Tal vez resulte en exceso aventurado refrendar la hipótesis apuntada. El abajo firmante no desea echar su muy modesto cuarto a espadas en cuestión tan importante y enrevesada, pero desea recordar, a los efectos, el esclarecedor ejemplo del Partido Radical Francés, dueño y señor en su día de los destinos de Francia y de generalizada admiración y descollante imitación en tierras europeas durante el periodo de entreguerras. Bien sabido es que uno de sus más famosos teóricos, al propio tiempo que reputado dirigente, Edouard Herriot (1872-1957), el más célebre alcalde quizá de la segunda ciudad de Francia –Lyon–, consideraba el más destacado y funcional partido de la III República (18751940). El juicio de aquel catedrático de Historia de instituto descansaba en su gráfica y buida expresión de que su partido venía a ser el elemento más dinámico de la vida pública gala, pues ejercía en ella el papel del Arma de Infantería en los campos de batalla, con insuperable capacidad de adaptación y maniobra, ya que «socialmente» era, «graníticamente» conservadora; y, en el plano ideológico, no menos íntegra y completamente, de izquierdas.

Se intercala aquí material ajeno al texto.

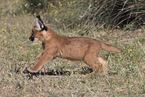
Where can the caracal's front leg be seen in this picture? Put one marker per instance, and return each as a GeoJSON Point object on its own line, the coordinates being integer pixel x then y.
{"type": "Point", "coordinates": [43, 60]}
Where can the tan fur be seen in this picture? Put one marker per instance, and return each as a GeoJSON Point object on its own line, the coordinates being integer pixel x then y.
{"type": "Point", "coordinates": [74, 48]}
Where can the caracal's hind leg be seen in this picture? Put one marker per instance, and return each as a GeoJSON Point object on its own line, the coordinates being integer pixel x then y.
{"type": "Point", "coordinates": [43, 60]}
{"type": "Point", "coordinates": [39, 56]}
{"type": "Point", "coordinates": [93, 62]}
{"type": "Point", "coordinates": [104, 64]}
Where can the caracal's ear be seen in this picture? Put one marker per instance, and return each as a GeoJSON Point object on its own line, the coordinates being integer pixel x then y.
{"type": "Point", "coordinates": [39, 23]}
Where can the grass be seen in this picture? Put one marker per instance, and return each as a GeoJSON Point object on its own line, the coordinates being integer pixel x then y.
{"type": "Point", "coordinates": [126, 71]}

Los cimientos de autoridad y orden y, de manera, superlativa, su concepción individualista de la existencia comunitaria y el respeto reverencial y sacrosanto de la propiedad privada lo distanciaban sideralmente de los senderos de su encarnizado rival el Partido Socialista, del cual no tuvo empacho alguno en tomar a comienzos del siglo XX esta postrera adjetivación para su propia y más oficializada designación. De otro lado, su férreo centralismo y sentido unitario del Estado, de honda raigambre jacobina, se aliaba de forma estrecha con un laicismo militante, nutrido con amplio e incesable caudal de un anticlericalismo siempre al rojo vivo. La enseñanza universal, obligatoria y gratuita, pilar principal del sistema educativo implantado en los orígenes de la III República a instancia primordialmente de sus líderes y nervio esencial de la obra de nacionalización llevada a cabo bajo su guía, halló en la neutralidad religiosa otro de sus principios básicos. Con todo, el trascurrir de los días hizo su obra, y del dogma «El clericalismo, he ahí el enemigo» se pasó a la anulación del concordato napoleónico y a la firma –1905– de la separación de la Iglesia y el Estado, con el envidiable logro de unos inteligentes acuerdos que, con naturales altibajos, se mantendrían hasta el presente.

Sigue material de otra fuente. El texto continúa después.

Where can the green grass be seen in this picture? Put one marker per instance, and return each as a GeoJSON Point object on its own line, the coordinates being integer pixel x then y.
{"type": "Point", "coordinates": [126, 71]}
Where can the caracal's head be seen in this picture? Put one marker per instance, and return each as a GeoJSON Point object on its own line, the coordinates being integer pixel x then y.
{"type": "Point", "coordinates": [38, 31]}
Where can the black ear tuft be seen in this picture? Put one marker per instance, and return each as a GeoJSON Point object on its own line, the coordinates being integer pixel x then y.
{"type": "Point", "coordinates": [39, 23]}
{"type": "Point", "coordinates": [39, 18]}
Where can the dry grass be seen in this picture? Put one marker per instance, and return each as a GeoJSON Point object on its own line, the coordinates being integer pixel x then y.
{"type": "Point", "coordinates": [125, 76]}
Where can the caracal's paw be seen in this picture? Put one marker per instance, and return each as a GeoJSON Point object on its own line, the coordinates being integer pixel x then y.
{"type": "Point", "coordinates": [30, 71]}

El juicio de la Historia ya se ha pronunciado de forma, en conjunto, favorable. Pero su ejemplo sirve para ilustrar, por incontable vez, la exactitud y hondura de los versos quevedianos «Las torres que desprecio al aire fueron a su gran pesadumbre se rindieron…»

José Manuel Cuenca Toribio, miembro de la Real Academia de Doctores de España.